Whats the payoff for the trekker anyway. If you don't mind my asking.

aruna
01-03-2006, 10:02 PM
.

Whats the payoff for the trekker anyway. If you don't mind my asking.

hmmmm... she's investigating something, in the hope that something something something, and then something something something, unless something........!!!!

Sorry, still secret, but I'll reveal all in due course. I'm just very superstitious about discussing plots before a project is finished, at least in first draft.

Water and food are not a problem, and she doesn't need to kill to eat. She comes from a village up a creek of pure sweet water ; the start of the trail is where the boat stops and she gets out to go investigating. She has a safe home, food etc but needs to do this stuff for there to be a story at all. So have patience - please?? :Ssh:!

smallthunder
01-04-2006, 06:04 AM
Okay, a native isn't likely to rely upon using a watch to determine direction. It would also be her luck to have a digital readout watch, so no hands.


Yes, I thought about this before posting the info ... but I decided, what the heck! I thought it was too interesting to pass up passing along ...

Mike Coombes
01-04-2006, 04:07 PM
http://www.wilderness-survival.net/tropical-3.php

this link may be interesting to you, Sharon.

aruna
01-04-2006, 04:29 PM
http://www.wilderness-survival.net/tropical-3.php

this link may be interesting to you, Sharon.

Thanks, yes, it is very useful. And there really is no reason why she should not have a compass, which will make life a LOT easier!

DaveKuzminski
01-04-2006, 05:10 PM
Who would even attempt such a thing? Who would try walking thru unknown at night?I have with no lights of any sort under the worst of conditions... by myself in combat.

rtilryarms
01-04-2006, 08:52 PM
Sorry Aruna, i am just getting back online.

Finding direction in the deep jungle gets more and more difficult the deeper you go. The old moss grows on the north side is increasingly unreliable.

A field compass is easy to make with any kind of needle or pin (from a badge or piece of jewelry etc). Stoke it on a piece of silk and place it on a blade of grass. Carefully lay it in water and it will point northish. Accuracy depends on the iron content of the needle but any metal will do.

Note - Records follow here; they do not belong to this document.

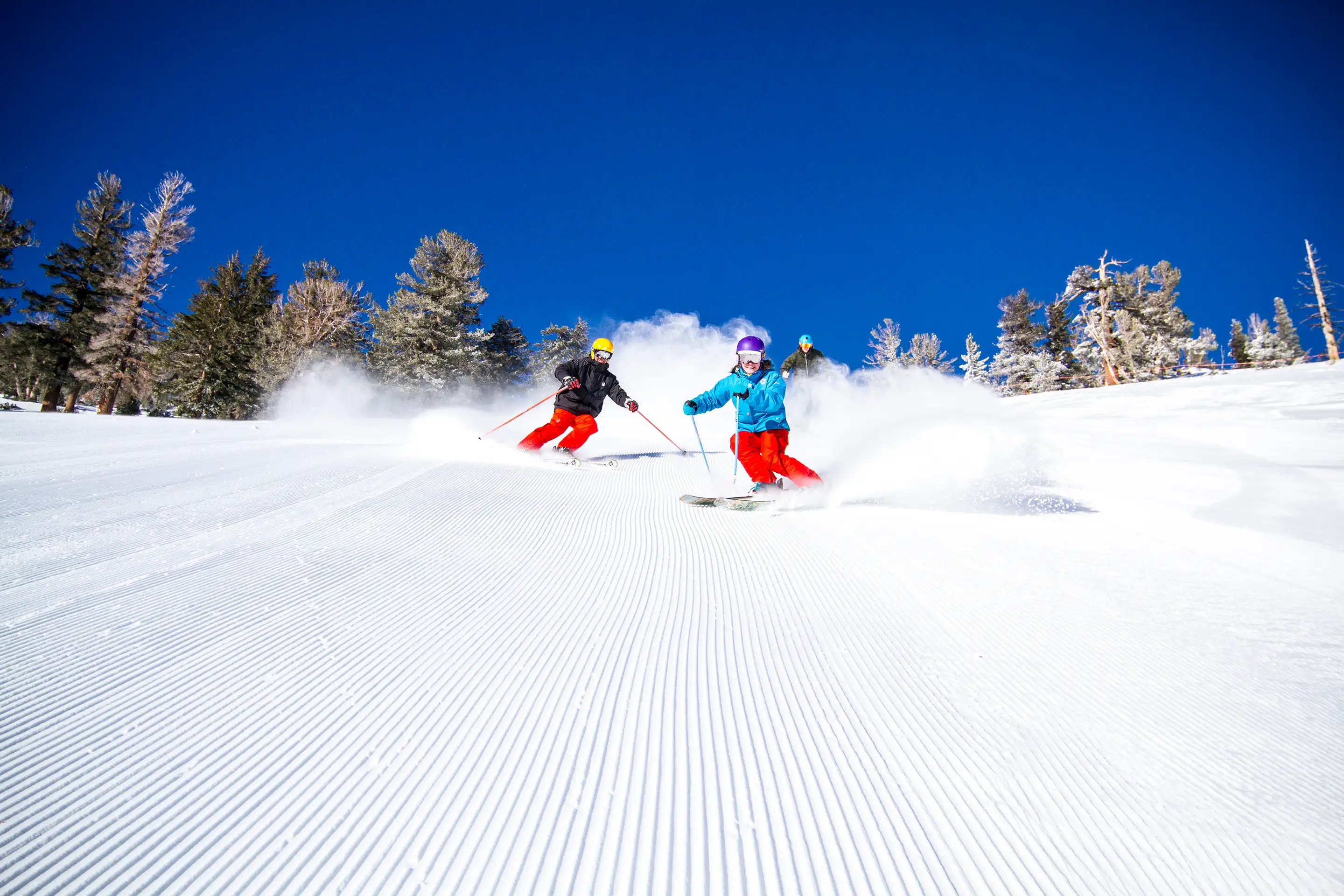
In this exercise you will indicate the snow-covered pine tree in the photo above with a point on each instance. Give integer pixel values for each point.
(885, 344)
(207, 360)
(1059, 343)
(504, 354)
(560, 344)
(1322, 314)
(320, 319)
(119, 354)
(1019, 362)
(1262, 348)
(975, 369)
(1199, 348)
(1160, 332)
(1238, 347)
(425, 337)
(1285, 332)
(14, 234)
(22, 359)
(925, 351)
(85, 276)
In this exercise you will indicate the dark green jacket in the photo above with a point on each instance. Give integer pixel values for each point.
(804, 364)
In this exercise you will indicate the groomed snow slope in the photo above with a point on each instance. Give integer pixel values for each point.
(318, 658)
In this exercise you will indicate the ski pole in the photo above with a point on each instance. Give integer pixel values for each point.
(521, 414)
(662, 433)
(737, 440)
(702, 449)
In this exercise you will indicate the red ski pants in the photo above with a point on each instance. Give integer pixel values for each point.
(561, 420)
(763, 456)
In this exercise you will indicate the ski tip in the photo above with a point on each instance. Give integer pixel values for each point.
(744, 504)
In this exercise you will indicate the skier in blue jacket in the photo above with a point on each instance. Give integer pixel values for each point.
(763, 437)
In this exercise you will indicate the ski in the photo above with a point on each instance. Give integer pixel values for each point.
(744, 504)
(574, 461)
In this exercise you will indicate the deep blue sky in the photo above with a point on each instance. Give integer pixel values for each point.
(811, 167)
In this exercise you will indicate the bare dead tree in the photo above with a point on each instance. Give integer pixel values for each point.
(1323, 312)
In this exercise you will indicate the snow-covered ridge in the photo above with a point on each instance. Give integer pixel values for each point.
(1084, 643)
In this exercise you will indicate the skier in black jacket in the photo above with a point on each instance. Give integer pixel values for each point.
(585, 382)
(805, 362)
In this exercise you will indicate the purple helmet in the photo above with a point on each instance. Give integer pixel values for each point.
(750, 344)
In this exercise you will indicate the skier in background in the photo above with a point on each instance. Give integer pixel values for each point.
(804, 362)
(585, 382)
(763, 434)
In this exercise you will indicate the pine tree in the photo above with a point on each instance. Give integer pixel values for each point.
(973, 366)
(1199, 348)
(14, 234)
(1016, 363)
(1262, 348)
(925, 351)
(320, 319)
(119, 354)
(1238, 347)
(504, 354)
(22, 360)
(85, 276)
(1059, 343)
(1156, 331)
(424, 339)
(886, 344)
(1291, 346)
(207, 360)
(560, 344)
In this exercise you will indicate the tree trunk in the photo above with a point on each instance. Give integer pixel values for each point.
(53, 397)
(1331, 348)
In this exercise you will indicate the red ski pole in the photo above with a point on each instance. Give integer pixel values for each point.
(521, 413)
(660, 432)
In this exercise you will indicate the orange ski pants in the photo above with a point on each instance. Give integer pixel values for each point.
(763, 456)
(561, 420)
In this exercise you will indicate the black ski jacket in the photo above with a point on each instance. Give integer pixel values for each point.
(804, 364)
(596, 383)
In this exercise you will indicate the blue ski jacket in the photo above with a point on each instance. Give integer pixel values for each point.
(760, 412)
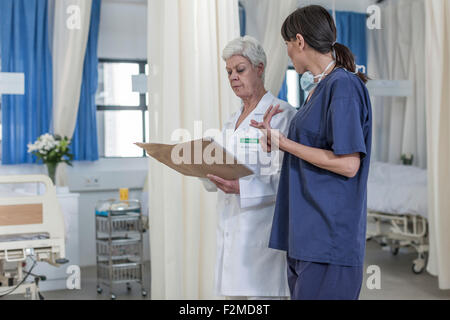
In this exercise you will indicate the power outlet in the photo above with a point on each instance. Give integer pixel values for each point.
(92, 181)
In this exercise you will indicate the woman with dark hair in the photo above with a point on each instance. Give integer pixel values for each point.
(320, 213)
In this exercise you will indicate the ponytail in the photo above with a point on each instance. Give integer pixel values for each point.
(345, 59)
(317, 27)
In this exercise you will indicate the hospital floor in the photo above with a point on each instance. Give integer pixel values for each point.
(397, 281)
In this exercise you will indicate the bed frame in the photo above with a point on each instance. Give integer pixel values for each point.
(400, 230)
(30, 227)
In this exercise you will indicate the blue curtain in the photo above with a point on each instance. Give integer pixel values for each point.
(84, 140)
(25, 48)
(242, 19)
(351, 30)
(283, 91)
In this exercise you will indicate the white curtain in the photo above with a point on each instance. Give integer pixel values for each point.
(437, 46)
(396, 52)
(70, 36)
(187, 83)
(264, 20)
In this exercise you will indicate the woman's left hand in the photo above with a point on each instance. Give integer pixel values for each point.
(227, 186)
(272, 138)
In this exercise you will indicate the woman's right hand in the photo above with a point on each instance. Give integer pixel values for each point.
(271, 137)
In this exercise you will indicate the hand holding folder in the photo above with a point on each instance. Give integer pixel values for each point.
(198, 158)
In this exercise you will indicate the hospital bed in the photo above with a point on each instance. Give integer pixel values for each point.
(397, 209)
(31, 229)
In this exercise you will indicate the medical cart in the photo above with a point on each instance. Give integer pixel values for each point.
(119, 244)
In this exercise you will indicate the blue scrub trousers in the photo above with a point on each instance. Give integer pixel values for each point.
(320, 281)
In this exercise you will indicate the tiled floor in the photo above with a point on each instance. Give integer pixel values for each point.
(397, 281)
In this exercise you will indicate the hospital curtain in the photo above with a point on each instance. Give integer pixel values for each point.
(70, 37)
(187, 83)
(25, 49)
(351, 32)
(84, 140)
(264, 21)
(437, 46)
(396, 52)
(242, 19)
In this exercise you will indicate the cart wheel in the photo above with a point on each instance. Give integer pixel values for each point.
(418, 268)
(394, 250)
(419, 264)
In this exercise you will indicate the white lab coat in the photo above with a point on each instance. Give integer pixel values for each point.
(246, 266)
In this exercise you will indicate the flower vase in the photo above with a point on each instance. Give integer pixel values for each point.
(51, 169)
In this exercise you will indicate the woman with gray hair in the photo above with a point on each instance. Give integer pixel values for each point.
(246, 268)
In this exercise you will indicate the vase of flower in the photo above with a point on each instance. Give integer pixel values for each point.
(52, 150)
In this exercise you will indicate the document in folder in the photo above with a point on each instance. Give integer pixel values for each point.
(198, 158)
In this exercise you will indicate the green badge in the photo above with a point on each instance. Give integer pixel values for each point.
(250, 140)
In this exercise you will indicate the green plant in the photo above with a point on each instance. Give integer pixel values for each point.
(52, 150)
(407, 159)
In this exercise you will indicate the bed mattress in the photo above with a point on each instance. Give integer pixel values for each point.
(397, 189)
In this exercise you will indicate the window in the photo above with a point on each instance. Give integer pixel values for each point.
(122, 116)
(295, 95)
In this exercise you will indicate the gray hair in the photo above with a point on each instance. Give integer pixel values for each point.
(247, 47)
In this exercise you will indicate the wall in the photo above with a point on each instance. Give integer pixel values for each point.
(123, 29)
(123, 33)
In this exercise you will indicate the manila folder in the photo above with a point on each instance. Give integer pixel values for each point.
(198, 158)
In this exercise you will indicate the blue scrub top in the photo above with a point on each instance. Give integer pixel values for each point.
(320, 216)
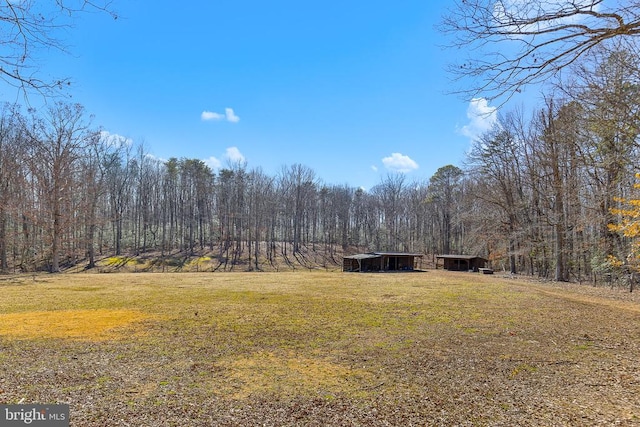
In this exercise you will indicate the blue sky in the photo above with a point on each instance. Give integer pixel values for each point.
(354, 90)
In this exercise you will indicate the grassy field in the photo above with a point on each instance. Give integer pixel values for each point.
(319, 348)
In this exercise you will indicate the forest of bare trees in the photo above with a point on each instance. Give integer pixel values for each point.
(535, 196)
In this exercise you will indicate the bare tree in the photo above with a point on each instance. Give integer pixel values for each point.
(57, 143)
(29, 27)
(513, 43)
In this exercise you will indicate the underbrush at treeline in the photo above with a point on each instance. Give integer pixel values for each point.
(319, 348)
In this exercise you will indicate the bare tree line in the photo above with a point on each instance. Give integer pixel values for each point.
(534, 196)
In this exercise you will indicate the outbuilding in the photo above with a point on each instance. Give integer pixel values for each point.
(380, 261)
(461, 262)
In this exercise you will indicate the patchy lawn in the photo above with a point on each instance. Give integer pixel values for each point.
(319, 348)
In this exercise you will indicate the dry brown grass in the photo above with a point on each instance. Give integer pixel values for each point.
(319, 348)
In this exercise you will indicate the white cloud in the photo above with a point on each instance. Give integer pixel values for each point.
(210, 115)
(481, 117)
(398, 162)
(228, 115)
(114, 139)
(213, 163)
(234, 155)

In some jungles, though mostly in clearings, the most unique method to find north is to stumble upon a termite mound. Termites build their mounds oriented from North to south. I forget which axis faces the north but one side is thicker than the other. I think the north side is thicker. You should be able to research this quick enough. I am using that in one of my stories but no harm done to share it since Aborigines boy scouts know about it. I don't know if South American jungles have termite mounds but it's an idea.

Marking trails can be as simple or as hard as you want it to be. From breaking small branches and facing them in the direction of the next broken branch is very simple. Scouts used to exercise combinations of dead reckoning and false markings to throw off potential pursuers. Depending how cat and mouse your story is depends on the complexity of trail blazing.

And Elija, it is very clear to me what the angle is and why the protag would want to do this. What's with the snarley response? the purpose of the post was to ask for information not to enter into a debate about a book that you have no knowledge or information in. Let her finish the book and buy it if you are interested.

Hope this helps.


edited because: horrible spelling errors!